Freshwoman Yamina Gordon, originally from Los Angeles, accounts for the difficulty of finding pay phones as part of the reason why she now owns a cell phone.
“It’s a pain to be out and have to look for a phone, then dig around for coins, all just to call home and check in,” she said.
According to state regulators the number of pay phones in California dropped 13 percent in the last two and a half years.
This decrease has even affected under privileged neighborhoods where not all homes have working phone lines.
In Oakland the lack of phones can be attributed to ordinances which were passed in order to discourage drug deals through the public phones.
On average there is one pay phone available for every 147 residents in California. However, in some cities this average is some times more than double.
Near highway 280 in San Francisco there is only 1 pay phone for every 500 residents.

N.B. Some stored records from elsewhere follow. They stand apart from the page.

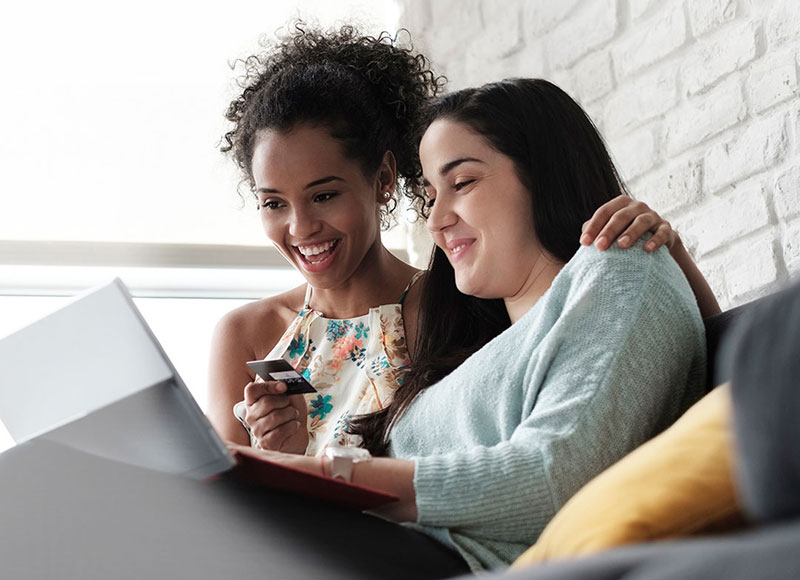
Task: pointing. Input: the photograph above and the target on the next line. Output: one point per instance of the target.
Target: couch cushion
(763, 357)
(677, 484)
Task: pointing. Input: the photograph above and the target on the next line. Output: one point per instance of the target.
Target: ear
(387, 178)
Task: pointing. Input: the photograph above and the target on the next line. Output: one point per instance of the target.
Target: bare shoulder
(411, 305)
(246, 333)
(259, 324)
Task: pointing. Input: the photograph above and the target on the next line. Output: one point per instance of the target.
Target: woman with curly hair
(602, 350)
(325, 134)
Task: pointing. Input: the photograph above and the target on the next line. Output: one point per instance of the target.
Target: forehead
(446, 140)
(300, 151)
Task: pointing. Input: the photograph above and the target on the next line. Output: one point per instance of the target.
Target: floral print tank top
(354, 363)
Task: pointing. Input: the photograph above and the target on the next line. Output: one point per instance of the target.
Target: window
(111, 115)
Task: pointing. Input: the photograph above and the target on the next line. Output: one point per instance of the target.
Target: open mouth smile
(317, 256)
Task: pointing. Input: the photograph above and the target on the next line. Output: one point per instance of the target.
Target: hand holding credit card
(281, 370)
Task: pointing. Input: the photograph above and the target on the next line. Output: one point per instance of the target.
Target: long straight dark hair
(563, 162)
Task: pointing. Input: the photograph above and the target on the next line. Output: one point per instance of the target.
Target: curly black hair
(369, 91)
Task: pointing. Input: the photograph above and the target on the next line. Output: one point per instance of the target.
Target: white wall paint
(697, 99)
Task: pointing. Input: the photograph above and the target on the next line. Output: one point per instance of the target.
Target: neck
(542, 273)
(379, 279)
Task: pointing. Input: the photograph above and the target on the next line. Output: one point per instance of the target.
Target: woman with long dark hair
(588, 353)
(325, 135)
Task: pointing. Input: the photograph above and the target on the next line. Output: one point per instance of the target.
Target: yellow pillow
(678, 484)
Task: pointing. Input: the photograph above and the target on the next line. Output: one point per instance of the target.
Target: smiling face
(316, 205)
(481, 215)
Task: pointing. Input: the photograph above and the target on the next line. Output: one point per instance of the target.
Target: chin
(468, 287)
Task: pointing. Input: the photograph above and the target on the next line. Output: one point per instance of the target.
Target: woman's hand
(276, 420)
(626, 220)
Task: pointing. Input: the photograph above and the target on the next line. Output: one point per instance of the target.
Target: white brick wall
(698, 100)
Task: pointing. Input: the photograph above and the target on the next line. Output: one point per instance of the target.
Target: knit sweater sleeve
(611, 370)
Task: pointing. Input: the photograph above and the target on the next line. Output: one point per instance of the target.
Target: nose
(442, 215)
(303, 222)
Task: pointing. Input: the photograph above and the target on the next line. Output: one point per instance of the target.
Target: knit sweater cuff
(503, 487)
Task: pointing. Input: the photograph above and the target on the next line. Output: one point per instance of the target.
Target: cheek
(272, 229)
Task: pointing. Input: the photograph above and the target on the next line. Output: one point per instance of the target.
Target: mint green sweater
(607, 358)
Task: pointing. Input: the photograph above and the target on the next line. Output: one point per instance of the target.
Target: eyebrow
(449, 166)
(316, 182)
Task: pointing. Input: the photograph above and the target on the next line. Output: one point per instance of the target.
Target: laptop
(93, 376)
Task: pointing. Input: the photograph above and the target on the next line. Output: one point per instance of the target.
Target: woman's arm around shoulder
(246, 333)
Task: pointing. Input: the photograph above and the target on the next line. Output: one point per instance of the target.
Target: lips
(458, 247)
(317, 256)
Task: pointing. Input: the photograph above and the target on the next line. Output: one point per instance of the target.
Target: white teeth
(316, 249)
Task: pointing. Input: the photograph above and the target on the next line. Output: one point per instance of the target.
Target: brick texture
(697, 100)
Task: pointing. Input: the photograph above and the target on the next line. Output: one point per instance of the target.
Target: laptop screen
(93, 375)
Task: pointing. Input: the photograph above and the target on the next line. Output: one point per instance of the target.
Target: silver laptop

Such numbers are especially staggering considering that San Francisco stands as one of the California cities with the most pay phones per residents.
Consider Piedmont where with a population of 10, 952 there were 26 pay phones in the city according to the U.S census.
The California Public Utilities Commission plans to reassess the need of cities in California to have more pay phones, and then work with city officials to make sure that under represented areas are outfitted with phones.